The Commonwealth Fund called the changes “an attempt to limit state flexibility by preventing more frequent eligibility testing” in an effort to create “a broad welfare system for all with full federal control.”

The growth of Medicaid in Pennsylvania is not unexpected. Like Central Square reported earlier, The Commonwealth’s population is aging, and experts expect the working-age population to decline in the long term if current trends continue. As the able-bodied and healthy population leaves the workforce and receives Medicaid benefits, that means fewer people are working to provide the income needed to support Medicaid.

And Pennsylvania doesn’t have enough budget room to cover Medicaid costs without compromising other spending or raising taxes.

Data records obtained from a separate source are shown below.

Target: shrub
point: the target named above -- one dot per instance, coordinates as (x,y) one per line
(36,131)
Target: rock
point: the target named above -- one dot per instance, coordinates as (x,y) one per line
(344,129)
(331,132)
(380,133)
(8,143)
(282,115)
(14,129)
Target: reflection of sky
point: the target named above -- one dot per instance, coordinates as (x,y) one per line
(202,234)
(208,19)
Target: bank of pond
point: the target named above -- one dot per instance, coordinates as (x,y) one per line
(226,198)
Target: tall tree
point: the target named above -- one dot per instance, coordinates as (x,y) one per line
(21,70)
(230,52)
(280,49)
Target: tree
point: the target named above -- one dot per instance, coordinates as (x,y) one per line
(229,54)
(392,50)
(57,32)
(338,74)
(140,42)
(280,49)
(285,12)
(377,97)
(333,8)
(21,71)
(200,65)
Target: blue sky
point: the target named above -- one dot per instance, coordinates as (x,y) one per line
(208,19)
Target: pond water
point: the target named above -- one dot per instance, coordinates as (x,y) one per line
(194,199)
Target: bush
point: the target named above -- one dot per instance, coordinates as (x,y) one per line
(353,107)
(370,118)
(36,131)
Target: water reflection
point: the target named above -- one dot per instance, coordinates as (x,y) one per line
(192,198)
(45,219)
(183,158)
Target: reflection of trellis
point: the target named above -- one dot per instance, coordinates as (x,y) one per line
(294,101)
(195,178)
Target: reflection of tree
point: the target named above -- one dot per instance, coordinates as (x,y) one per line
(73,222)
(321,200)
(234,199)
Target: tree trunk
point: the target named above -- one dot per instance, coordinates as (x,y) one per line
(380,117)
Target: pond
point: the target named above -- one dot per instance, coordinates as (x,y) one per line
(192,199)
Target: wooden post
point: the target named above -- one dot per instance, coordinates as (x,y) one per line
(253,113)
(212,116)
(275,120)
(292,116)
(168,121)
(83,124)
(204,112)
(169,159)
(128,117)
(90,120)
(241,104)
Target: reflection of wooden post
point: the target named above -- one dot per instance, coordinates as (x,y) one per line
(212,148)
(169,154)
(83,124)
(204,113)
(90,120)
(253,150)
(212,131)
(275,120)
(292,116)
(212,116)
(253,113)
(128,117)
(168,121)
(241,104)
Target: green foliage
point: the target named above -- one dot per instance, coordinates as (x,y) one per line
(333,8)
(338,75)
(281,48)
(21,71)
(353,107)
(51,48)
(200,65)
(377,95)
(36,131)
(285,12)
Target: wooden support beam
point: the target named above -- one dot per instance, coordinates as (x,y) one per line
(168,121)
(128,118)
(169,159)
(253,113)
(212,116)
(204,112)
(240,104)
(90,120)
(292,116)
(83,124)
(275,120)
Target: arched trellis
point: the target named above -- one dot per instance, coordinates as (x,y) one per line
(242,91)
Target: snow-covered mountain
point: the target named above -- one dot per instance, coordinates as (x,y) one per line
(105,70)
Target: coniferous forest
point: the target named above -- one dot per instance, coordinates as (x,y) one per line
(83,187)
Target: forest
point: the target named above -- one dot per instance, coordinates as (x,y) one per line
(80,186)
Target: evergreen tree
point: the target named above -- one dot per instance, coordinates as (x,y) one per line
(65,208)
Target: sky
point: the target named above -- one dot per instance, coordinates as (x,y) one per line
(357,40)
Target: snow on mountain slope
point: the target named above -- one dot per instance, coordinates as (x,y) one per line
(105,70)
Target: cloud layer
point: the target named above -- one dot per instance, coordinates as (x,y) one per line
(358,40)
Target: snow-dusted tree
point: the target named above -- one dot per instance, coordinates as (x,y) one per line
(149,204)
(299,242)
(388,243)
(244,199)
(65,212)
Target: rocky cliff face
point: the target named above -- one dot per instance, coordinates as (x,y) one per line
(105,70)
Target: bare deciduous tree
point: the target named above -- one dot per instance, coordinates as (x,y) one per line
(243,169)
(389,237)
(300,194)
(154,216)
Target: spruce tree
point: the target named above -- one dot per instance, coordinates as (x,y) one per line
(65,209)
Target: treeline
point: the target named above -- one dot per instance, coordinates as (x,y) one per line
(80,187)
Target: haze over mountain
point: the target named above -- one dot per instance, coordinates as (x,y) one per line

“Pennsylvania’s Medicaid enrollment continued to grow even as the unemployment rate fell to a record low due to federal restrictions on removing non-eligibles,” the report noted. “One-third of Pennsylvania’s state budget goes to Medicaid,” and total Medicaid spending reached $39 billion in 2022-2023, or 36% of all spending.

Nor is Medicaid alone in its development. Other welfare programs have had similar problems.

Expanding SNAP benefits during the pandemic, for example, has eroded incentives to work and increased federal spending, as The Center Square reported earlier.